We’d hoped to see lots of tacky Essex people, but the “best” we got was what I suspect Lucy Mecklensomething from TOWIE will look like in 20 years’ time – mutton dressed as lamb with an 80s kind of shaggy hairdo, too much make-up and, yes, you guessed it, a fake tan in a shade of orange you normally only see on high visibility vests. No harm done, though, we still have the TV show whenever I fancy cringing at other people’s misfortunes and there’s never anything stopping B and I from having a great time, so we decided if we can’t point and laugh at tacky Essex girls, we can go for a refreshing walk out on the pier.
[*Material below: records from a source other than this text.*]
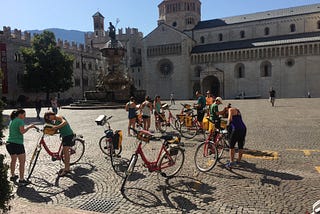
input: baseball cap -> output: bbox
[216,97,222,104]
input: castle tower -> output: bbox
[92,12,105,37]
[158,0,201,31]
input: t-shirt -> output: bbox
[54,117,73,137]
[210,103,219,120]
[197,96,206,110]
[8,118,24,144]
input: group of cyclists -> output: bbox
[125,91,247,169]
Southend’s pier is the “longest pleasure pier in the world” and over two kilometres long (roughly 1.4 miles to those of you who still don’t grasp metrics). Went to the entrance and although it looked open, there’s a dude at the door greeting everyone. When I say ‘everyone’, I refer to a sparse line of people who are all dressed up and seem very excited.

Are you here for the exhibition?” entrance dude asks us, smiling broadly.
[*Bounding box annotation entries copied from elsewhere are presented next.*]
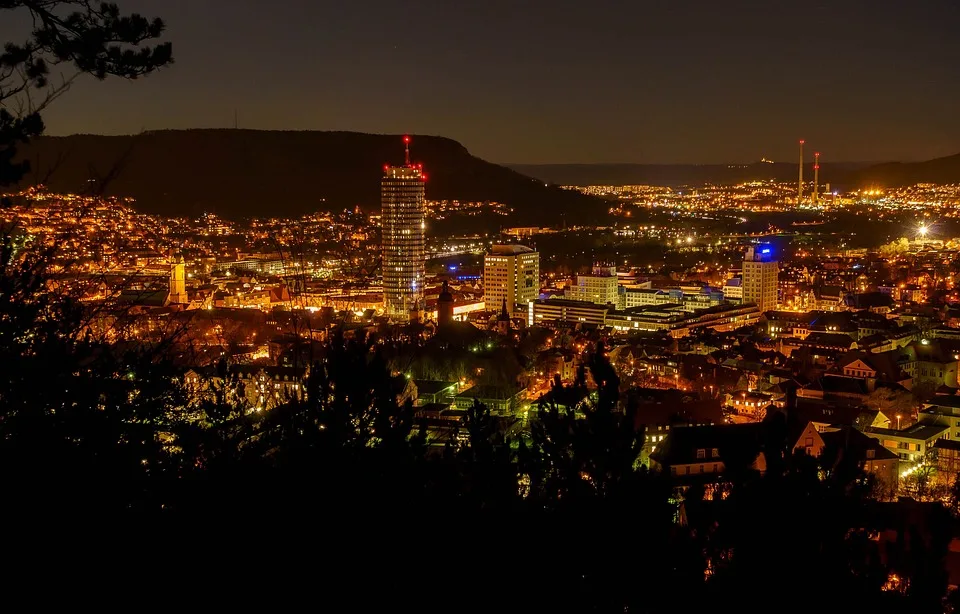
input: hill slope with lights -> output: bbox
[11,129,607,225]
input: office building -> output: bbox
[483,245,540,314]
[380,137,426,318]
[743,245,780,312]
[170,255,190,305]
[563,265,626,308]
B and I look at each other, then at him. “Er.. No.

Don’t worry, feel free to join us, the next tram leaves in five minutes, come on,” he says and ushers us in.
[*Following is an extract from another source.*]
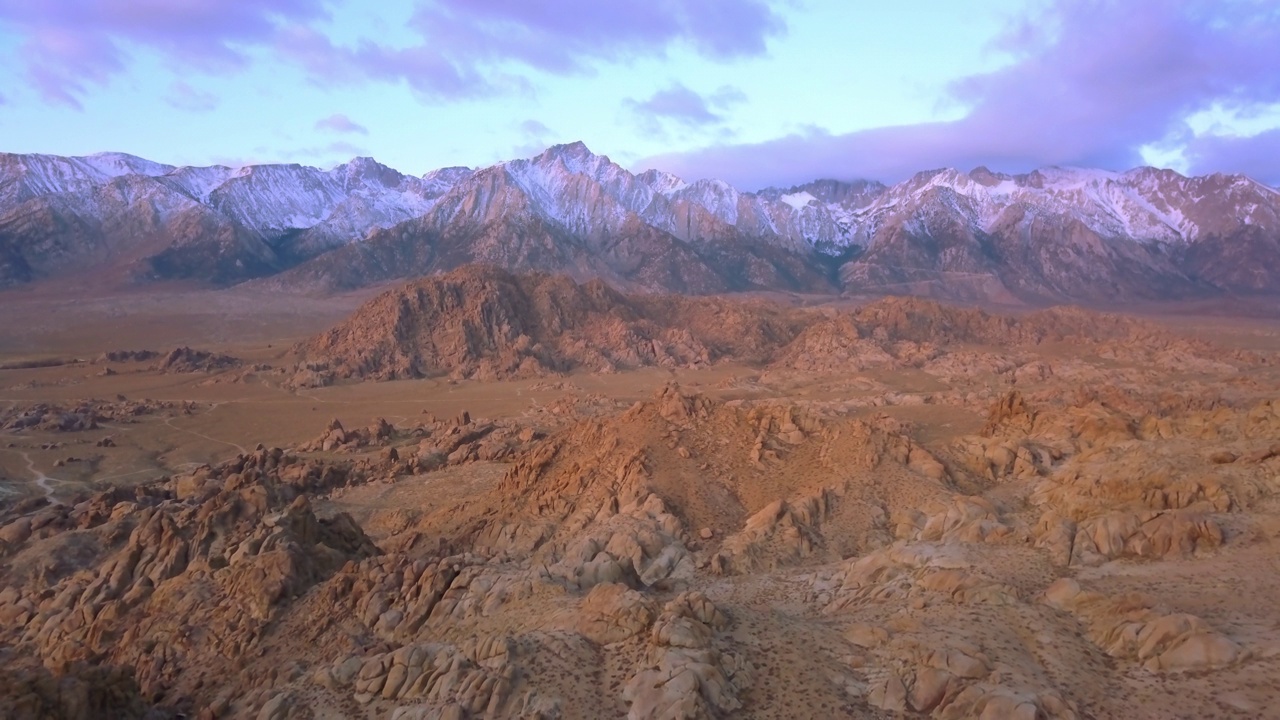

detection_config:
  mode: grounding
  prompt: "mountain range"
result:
[0,142,1280,302]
As we walk over to the platform we walk past the walkway part of the pier, which I notice is closed.

This is the most opportunist thing we’ve ever done!” B giggles as we get on the tram, both of us realising now that we’ve somehow managed to gatecrash some invitation only event.

Out on the pier, everyone gets off the tram and we follow the little crowd to the main building right at the end of it, the rest of the pier is dark and deserted. I squeeze B’s hand a little tighter as he looks at me and can’t suppress another inappropriate giggle. What the hell is this? I glance at the wall of the building, which informs me that this is an exhibition by someone called Rick Buckley and it’s called ‘Black Bile 84’. Oh, goodie!

This is what Black Bile 84 (and trust me – the hint is in the goddamn title) is all about: two displays. One containing what appears to be very old stuff, including a book that I can’t even be bothered to look at beyond a quick glance, and the other stripy wooden sticks that look like something Monkey might have produced at nursery around the age of three. Then there are three large screens that alternate three different video clips moving around the bottom of this pier in the dark as well as the tram tracks, all set to the background noises from The Blair Witch Project. It’s utter shite and we’re looking at each other in disbelief, and also with an increasing fear that we’re now stuck here for hours – this is outside of the pier’s opening hours and some invitation-only event, so at this point we have no idea whether the tram trains will be running at any frequency or if they’ll only run to take people back at the end of whatever is going on here.

Come on, I can’t bear this!” I hiss and drag B by the hand out of there, back outside on to the deserted pier where it’s icy cold due to the harsh wind.

The entrance dude is outside smoking a roll-up (what else – he is too arty-farty to smoke anything other than roll-ups).

The next tram leaves in 15 minutes,” he informs us without prompting.

Oh great!” I exclaim, unable to hide my relief, “thanks!

We take shelter in a tiny tram carriage which is clearly a very old one and only there as some sort of exhibit of days gone by, and can’t stop laughing. This, like so many other insane things we end up entangling ourselves in, has got to be one of the most random things we’ve done. Almost as random as gatecrashing a dog show in Dorset for the Society of Greek Stray Dogs.

The dinner at the lovely hotel is wonderful though, and somehow we manage not to break our Sober January pledge – I really did think we’d end up both drinking and smoking, but I blame the lack of Amy Childs clones to get me in the mood for debauchery.